I see this a lot, but I think it's irrelevant. Even if this is a bubble, and even if (when?) it bursts, the underlying tech is not going anywhere. Just like the last dotcom bubble gave us FAANG+, so will this give us the next letters. Sure, agentsdotcom or flowsdotcom or ragdotcom might fail (likely IMO), but the stack is here to stay, and it's only gonna get better, cheaper, more integrated.

What is becoming increasingly clear, IMO, is that you have to spend some time with this. Prompting an LLM is like the old google-fu. You need to gain experience with it, to make the most out of it. Same with coding stacks. There are plenty of ways to use what's available now, as "tools". Play around, see what they can do for you now, see where it might lead. You don't need to buy into the hype, and some skepticism is warranted, but you shouldn't ignore the entire field either.


👤 joshdavham
I’d recommend you simply follow your curiosity and not take this choice too seriously. If you’re simply doing this for career purposes, then the honest answer is that absolutely no one knows where these fields will go in the next couple years so I wouldn’t take anyone’s advice too seriously.

But as for my 2 cents, knowing machine learning has been valuable to me, but not anywhere near as valuable as knowing software dev. Machine learning problems are much more rare and often don’t have a high return on investment.


👤 janalsncm
As an MLE I get a decent amount of LinkedIn messages.

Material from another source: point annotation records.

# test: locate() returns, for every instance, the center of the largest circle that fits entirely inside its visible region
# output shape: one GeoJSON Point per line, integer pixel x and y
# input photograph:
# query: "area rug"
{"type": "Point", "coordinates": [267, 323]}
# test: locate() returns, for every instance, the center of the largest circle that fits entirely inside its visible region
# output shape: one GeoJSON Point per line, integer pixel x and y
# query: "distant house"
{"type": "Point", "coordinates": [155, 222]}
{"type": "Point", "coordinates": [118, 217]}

I think I got on someone’s list or something. I would bucket the companies into two groups:

1) Established companies (meta/google/uber) with lots of data and who want MLEs to make 0.1% improvements because each of those is worth millions.

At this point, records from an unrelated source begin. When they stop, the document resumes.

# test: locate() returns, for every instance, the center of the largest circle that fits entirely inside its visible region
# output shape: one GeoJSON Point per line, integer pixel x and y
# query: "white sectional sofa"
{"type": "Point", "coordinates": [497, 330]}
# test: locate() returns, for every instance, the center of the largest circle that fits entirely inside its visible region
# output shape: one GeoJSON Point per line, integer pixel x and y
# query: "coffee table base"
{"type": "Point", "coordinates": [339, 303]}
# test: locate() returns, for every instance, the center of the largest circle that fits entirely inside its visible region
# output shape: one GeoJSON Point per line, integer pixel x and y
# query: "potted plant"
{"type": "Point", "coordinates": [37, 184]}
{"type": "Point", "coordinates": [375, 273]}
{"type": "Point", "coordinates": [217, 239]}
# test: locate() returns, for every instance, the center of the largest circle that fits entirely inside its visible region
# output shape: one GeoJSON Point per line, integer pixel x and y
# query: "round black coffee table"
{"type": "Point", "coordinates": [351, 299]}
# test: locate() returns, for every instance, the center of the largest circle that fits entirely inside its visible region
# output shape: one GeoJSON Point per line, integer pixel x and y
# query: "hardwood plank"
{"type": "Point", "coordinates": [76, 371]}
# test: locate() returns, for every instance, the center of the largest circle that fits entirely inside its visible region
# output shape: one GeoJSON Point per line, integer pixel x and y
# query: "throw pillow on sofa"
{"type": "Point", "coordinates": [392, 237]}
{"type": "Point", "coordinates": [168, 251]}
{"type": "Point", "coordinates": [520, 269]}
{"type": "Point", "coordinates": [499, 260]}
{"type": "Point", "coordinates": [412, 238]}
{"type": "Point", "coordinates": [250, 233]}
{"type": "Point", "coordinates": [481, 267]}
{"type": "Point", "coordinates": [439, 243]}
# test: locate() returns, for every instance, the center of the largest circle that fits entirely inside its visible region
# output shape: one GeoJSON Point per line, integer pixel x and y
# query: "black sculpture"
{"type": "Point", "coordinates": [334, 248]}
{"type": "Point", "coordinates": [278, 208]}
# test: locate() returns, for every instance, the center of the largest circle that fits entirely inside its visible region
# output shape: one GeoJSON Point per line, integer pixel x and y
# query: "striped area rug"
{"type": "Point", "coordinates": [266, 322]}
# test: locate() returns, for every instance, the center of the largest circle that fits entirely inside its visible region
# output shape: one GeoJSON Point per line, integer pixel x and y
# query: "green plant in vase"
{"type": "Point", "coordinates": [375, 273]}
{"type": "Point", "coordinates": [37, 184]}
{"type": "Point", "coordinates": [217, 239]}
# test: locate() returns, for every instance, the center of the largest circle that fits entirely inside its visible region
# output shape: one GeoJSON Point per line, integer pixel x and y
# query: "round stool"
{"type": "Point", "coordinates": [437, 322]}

2) Startups mostly proxying OpenAI calls.

The first group is definitely not hype. Their core business relies on ML and they don’t need hype for that to be true.

For the second group, it depends on the business model. The fact that you can make an API call doesn’t mean anything. What matters is solving a customer problem.

I also (selfishly) believe a lot of the second group will hire folks to train faster and more personalized models once their business models are proven.


👤 ednite
I think about this a lot. If you're early in your career, it must feel like you're staring at a technological fork in the road, with AI standing there ominously, waving both paths like it's the final boss in a RPG game.

Between your two options, I’d lean toward continuing to build what you’re good at and using AI as a powerful tool, unless you genuinely feel pulled toward the internals and research side.

I’ve been lucky to build a fun career in IT, where the biggest threats used to be Y2K, the dot-com bubble, and predictions that mobile phones would kill off PCs. (Spoiler: PCs are still here, and so am I.)

The real question is: what are you passionate enough about to dive into with energy and persistence? That’s what will make the learning worth it. Everything else is noise in my opinion.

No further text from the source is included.